La famiglia Ottolenghi non ha dovuto affrontare i cam­pi di sterminio, tuttavia la privazione dei diritti fonda­mentali, le umiliazioni e le traversie, – compresa la per­dita di un fratellino ammalatosi nel campo di accoglien­za – «hanno lasciato segni profondi nel carattere di mio padre» aggiunge lo scrittore. «E anche nelle sue abitudi­ni, come quella di chiamare “l’amica confederazione” la Svizzera, per cui nutriva una vera devozione che dimo­strava ogni volta che da bambino mi portava oltreconfi­ne a comprare la cioccolata». Due anni fa la decisione di Gioele Dix di tornare col padre sui luoghi dove venne ac­colto durante l’esilio, un campo profughi prima, un o­spedale dove rischiò la vita per una febbre fulminante, la casa di una vedova che lo accolse come un figlio e il col­legio di Basilea dove Vittorio poté studiare. «Furono due giorni che non dimenticherò mai – aggiunge commos­so l’autore –. Ogni tanto mio padre si fermava, mi rac­contava delle persone che aveva incontrato, dei luoghi che aveva frequentato. Ho sentito che finalmente, dopo tanti anni, lui se la sentiva di parlare, di mostrarsi anche fragile. E il nostro rapporto, se pos­sibile, si è rinsaldato ancora di più». Scrivere questo libro è stato anche un modo per Gioele Dix per rende­re ancora più visibili le radici della sua fede ebraica, che già l’hanno por­tato in questi anni a studiare e por­tare in scena la Bibbia. «C’è un par­ticolare un legame come anelli di u­na catena tra padre, figlio, nipote. C’è un momento nel giorno del Kippur, una benedizione che il padre dà al fi­glio ponendo un lembo del talled, la sciarpa rituale, sulla testa del figlio. Ho l’immagine di mio nonno che copre papà, il quale co­pre me e io soffoco perché sono piccolo – ricorda –. Poi cresco e mi devo ingobbire perché sono diventato più al­to loro, poi il nonno invecchia e diventa curvo e infine arriva il tristissimo Kippur in cui il nonno non c’è più. Nel frattempo, arriva mia figlia a cui io copro la testa e che dà continuità alla famiglia».

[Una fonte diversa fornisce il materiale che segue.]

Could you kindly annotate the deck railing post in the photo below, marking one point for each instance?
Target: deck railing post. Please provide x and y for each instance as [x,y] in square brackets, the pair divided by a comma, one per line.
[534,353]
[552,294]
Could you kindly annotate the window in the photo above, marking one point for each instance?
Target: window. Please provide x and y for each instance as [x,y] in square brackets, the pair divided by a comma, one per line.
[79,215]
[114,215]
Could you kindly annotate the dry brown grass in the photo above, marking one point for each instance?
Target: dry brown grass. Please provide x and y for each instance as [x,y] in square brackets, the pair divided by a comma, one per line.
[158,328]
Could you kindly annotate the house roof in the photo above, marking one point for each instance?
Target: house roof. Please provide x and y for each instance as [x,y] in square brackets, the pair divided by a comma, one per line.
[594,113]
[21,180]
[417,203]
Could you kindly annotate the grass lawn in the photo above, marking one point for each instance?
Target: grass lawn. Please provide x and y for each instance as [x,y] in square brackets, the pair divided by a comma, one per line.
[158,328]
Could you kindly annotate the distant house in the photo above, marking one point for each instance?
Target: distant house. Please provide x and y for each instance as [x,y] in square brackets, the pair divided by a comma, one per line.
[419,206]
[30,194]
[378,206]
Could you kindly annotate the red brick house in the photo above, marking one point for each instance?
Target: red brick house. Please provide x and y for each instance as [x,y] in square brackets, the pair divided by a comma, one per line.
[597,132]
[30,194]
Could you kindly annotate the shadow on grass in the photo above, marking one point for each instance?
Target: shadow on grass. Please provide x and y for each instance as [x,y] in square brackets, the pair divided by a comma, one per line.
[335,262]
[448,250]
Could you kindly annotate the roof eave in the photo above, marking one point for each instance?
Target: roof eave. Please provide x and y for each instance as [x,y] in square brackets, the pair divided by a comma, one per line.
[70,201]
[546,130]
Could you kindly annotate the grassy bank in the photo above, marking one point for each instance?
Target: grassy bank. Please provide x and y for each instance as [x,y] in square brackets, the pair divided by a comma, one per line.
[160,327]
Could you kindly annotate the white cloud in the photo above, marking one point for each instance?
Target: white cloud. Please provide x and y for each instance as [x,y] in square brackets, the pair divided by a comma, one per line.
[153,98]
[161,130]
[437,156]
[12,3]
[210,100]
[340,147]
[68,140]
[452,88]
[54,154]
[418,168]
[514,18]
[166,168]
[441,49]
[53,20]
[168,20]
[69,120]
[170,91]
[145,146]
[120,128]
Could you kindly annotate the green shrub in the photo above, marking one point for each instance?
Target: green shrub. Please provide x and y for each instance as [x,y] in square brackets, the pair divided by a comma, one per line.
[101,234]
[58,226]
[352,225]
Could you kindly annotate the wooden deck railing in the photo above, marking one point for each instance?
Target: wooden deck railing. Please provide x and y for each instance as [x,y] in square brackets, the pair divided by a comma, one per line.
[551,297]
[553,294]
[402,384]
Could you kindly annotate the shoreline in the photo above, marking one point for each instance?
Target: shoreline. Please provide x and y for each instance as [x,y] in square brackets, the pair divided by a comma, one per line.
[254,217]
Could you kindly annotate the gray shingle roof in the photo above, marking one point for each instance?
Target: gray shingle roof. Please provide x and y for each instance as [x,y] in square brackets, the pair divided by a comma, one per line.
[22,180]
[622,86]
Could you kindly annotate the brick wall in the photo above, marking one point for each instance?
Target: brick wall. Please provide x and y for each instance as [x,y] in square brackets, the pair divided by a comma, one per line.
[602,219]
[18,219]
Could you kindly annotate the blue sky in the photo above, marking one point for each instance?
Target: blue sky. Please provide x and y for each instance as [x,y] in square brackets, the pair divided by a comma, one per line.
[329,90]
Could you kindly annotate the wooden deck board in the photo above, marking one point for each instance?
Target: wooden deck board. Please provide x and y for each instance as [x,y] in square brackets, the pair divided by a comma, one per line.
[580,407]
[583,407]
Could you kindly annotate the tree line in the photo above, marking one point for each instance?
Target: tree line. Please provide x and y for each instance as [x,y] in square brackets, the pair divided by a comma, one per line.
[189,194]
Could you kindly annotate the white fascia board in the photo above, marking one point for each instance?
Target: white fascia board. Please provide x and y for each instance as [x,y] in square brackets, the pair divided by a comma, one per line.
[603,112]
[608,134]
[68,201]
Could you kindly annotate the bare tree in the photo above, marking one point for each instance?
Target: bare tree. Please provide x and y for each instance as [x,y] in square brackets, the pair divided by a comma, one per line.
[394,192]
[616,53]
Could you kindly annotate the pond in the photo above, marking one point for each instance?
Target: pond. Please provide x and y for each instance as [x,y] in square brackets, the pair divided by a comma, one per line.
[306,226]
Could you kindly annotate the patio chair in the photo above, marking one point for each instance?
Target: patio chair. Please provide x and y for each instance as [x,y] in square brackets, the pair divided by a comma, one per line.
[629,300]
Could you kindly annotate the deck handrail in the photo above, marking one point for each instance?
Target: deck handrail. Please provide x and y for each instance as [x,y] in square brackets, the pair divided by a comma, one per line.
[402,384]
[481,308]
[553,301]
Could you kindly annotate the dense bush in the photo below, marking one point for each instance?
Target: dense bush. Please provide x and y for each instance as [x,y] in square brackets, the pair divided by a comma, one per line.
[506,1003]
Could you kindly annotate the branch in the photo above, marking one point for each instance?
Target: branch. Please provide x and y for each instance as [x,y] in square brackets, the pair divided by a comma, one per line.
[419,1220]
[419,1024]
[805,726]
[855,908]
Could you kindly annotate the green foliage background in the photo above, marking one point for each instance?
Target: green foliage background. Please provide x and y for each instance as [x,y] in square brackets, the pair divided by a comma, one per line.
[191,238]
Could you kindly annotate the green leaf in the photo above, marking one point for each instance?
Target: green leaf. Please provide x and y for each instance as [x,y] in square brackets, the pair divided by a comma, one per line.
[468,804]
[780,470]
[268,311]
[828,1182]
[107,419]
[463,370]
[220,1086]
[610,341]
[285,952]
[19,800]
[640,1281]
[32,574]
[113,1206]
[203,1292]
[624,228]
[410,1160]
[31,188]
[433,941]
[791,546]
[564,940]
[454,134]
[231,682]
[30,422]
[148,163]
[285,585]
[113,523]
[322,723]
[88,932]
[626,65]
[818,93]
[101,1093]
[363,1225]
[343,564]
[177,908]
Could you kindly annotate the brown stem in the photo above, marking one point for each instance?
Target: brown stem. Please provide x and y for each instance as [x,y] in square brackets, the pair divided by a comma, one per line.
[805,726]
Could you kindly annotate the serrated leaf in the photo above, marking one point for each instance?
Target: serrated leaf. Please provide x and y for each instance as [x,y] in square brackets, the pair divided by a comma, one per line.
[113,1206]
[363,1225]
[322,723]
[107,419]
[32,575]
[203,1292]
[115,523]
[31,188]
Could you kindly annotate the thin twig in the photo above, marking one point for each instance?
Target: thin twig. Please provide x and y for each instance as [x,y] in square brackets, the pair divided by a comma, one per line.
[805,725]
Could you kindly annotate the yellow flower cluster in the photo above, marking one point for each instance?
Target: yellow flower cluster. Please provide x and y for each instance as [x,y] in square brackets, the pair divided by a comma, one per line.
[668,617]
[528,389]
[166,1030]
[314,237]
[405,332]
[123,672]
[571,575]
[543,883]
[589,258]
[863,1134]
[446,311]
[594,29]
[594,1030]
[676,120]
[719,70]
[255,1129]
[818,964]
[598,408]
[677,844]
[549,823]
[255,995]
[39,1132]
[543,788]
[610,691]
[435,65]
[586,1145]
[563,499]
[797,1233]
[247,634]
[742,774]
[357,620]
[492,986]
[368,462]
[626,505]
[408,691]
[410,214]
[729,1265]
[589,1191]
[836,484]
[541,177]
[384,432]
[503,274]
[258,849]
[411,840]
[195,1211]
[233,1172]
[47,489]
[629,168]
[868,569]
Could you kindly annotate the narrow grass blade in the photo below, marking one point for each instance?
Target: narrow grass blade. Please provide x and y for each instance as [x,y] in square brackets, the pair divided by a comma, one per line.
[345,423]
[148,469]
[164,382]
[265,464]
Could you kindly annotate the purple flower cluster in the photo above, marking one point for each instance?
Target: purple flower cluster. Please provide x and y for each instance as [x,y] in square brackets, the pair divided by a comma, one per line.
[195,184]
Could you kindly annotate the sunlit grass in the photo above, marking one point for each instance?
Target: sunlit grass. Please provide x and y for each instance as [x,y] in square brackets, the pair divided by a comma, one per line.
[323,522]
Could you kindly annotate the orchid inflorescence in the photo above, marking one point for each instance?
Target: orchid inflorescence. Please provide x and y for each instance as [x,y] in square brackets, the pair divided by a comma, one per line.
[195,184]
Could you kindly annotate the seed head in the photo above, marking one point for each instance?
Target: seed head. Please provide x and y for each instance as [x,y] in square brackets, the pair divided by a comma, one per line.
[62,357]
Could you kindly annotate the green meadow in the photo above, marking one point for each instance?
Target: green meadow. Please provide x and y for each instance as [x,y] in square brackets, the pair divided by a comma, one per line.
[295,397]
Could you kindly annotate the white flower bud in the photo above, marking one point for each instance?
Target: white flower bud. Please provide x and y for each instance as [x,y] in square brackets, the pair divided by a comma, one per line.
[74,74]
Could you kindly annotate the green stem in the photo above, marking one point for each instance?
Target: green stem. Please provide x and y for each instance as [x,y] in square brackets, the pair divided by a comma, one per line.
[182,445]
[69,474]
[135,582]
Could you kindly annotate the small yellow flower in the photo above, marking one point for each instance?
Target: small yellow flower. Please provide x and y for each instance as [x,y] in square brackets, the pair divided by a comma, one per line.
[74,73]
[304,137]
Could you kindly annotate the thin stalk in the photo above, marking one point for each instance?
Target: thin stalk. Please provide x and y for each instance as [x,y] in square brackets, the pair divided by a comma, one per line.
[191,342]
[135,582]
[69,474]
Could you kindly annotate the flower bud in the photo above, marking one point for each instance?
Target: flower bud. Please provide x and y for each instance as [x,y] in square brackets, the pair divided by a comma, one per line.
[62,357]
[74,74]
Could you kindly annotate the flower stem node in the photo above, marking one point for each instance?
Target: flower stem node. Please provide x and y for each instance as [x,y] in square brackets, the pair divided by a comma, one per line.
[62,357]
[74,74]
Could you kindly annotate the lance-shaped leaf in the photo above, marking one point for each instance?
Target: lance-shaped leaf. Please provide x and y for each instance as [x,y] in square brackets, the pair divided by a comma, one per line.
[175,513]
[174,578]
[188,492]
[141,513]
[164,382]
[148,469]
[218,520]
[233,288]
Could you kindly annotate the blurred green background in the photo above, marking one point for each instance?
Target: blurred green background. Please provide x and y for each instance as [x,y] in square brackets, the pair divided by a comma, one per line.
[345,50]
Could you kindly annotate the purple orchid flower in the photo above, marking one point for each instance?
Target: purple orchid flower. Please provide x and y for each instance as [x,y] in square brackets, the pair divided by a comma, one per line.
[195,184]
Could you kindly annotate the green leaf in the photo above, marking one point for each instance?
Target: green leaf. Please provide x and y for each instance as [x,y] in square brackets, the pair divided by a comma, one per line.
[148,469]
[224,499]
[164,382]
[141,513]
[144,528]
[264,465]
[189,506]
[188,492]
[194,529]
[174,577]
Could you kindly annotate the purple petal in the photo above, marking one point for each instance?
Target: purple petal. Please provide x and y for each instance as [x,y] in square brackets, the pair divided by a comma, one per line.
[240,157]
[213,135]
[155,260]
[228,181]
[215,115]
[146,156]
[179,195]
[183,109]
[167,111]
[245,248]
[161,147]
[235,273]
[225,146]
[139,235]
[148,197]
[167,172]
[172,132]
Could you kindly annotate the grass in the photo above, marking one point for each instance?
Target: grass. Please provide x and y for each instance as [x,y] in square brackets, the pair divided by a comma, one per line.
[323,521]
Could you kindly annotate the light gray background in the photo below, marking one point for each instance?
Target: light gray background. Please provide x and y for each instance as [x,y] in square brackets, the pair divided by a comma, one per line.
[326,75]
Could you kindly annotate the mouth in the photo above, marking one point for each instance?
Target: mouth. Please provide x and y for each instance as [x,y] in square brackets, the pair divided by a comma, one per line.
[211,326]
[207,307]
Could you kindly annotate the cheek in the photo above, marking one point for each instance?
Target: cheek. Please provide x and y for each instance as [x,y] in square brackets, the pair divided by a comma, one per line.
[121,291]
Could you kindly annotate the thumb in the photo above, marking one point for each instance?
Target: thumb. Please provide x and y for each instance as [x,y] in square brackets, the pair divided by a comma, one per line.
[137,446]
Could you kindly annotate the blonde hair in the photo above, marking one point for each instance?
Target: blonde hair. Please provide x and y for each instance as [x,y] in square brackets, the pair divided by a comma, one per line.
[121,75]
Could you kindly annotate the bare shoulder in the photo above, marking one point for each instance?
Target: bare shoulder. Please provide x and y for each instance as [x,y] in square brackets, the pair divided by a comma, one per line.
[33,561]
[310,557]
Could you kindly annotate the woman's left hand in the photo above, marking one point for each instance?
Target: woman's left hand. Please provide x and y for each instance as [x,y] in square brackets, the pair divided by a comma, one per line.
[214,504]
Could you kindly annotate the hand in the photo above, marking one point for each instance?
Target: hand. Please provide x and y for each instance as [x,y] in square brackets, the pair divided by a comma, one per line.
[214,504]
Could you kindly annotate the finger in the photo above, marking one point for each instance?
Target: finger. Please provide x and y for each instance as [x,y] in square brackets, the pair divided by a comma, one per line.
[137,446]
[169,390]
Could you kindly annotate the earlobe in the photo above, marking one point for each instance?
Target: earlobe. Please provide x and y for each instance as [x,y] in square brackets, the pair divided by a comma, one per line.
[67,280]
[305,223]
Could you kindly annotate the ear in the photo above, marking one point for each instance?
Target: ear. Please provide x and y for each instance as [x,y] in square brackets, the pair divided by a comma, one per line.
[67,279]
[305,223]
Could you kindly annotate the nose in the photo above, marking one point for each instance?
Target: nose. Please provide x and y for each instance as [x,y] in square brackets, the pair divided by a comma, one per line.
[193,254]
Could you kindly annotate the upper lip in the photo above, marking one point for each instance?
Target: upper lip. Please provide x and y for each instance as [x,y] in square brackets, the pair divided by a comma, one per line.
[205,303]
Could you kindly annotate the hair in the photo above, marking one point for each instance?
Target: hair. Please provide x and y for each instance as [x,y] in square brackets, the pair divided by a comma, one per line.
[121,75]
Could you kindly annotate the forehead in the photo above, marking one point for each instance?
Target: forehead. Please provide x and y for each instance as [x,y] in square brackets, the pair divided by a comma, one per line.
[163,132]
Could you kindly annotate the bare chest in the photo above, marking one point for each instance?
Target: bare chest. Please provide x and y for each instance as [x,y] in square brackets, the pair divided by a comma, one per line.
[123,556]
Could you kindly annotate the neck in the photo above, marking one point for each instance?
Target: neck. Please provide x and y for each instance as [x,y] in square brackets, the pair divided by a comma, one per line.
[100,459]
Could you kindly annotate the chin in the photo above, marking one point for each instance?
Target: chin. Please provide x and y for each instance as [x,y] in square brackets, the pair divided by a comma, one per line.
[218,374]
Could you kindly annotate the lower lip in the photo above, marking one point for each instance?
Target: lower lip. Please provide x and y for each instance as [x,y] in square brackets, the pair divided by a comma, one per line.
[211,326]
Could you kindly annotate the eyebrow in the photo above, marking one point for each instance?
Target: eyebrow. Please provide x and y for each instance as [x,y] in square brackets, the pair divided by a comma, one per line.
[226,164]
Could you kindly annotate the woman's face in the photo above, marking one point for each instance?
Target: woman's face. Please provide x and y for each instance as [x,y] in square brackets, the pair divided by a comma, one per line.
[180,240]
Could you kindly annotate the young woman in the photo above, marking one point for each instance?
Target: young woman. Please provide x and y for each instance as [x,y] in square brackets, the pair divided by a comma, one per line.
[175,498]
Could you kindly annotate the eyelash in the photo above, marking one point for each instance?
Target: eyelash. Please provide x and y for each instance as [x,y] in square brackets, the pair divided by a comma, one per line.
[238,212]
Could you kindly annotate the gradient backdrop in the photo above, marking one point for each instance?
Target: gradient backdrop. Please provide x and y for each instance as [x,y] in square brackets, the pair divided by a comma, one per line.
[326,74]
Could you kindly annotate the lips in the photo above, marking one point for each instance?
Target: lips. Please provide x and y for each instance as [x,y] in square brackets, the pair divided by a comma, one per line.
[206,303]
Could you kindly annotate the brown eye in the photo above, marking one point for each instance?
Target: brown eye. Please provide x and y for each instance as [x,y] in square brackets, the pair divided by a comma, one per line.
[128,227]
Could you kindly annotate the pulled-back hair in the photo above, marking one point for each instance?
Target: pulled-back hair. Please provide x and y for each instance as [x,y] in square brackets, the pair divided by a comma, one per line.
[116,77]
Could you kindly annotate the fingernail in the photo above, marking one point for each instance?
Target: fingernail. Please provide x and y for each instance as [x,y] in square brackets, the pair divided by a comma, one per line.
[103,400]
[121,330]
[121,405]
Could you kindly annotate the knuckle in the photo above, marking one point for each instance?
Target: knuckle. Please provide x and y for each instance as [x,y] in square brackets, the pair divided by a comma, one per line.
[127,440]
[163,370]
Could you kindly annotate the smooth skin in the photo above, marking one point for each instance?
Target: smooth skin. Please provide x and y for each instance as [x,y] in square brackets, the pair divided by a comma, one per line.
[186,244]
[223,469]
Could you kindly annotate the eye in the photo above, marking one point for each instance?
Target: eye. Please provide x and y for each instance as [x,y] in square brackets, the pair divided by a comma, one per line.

Una famiglia perfettamente integrata nell’Italia di oggi co­me in quella di allora. «Una famiglia di italiani in un’Ita­lia buona – sottolinea Dix –. Dal carabiniere che viene a casa a fare un controllo e chiude un occhio, fino allo straordinario tenente della Guardia di Finanza che ri­schia la vita per fare passare il confine alla famiglia ebrea, o alla suora francese che salva Vittorio febbricitante da morte certa». Nel libro ricorda anche come una prozia romana si sia salvata grazie all’accoglienza in un con­vento di suore nel quartiere San Lorenzo. «Piccoli segni dal valore enorme – aggiunge l’autore – che dimostrano che c’è stata tanta brava gente in questo Paese. Ed è uno dei motivi per i quali i miei nonni sono tornati a Milano, hanno ripreso la loro casa e il loro lavoro». Gioele Dix presenterà il libro lunedì 17 aprile alle 19 al Franco Pa­renti di Milano, insieme a Andrée Ruth Shammah, la re­gista per la quale presto sarà Il malato immaginario di Molière.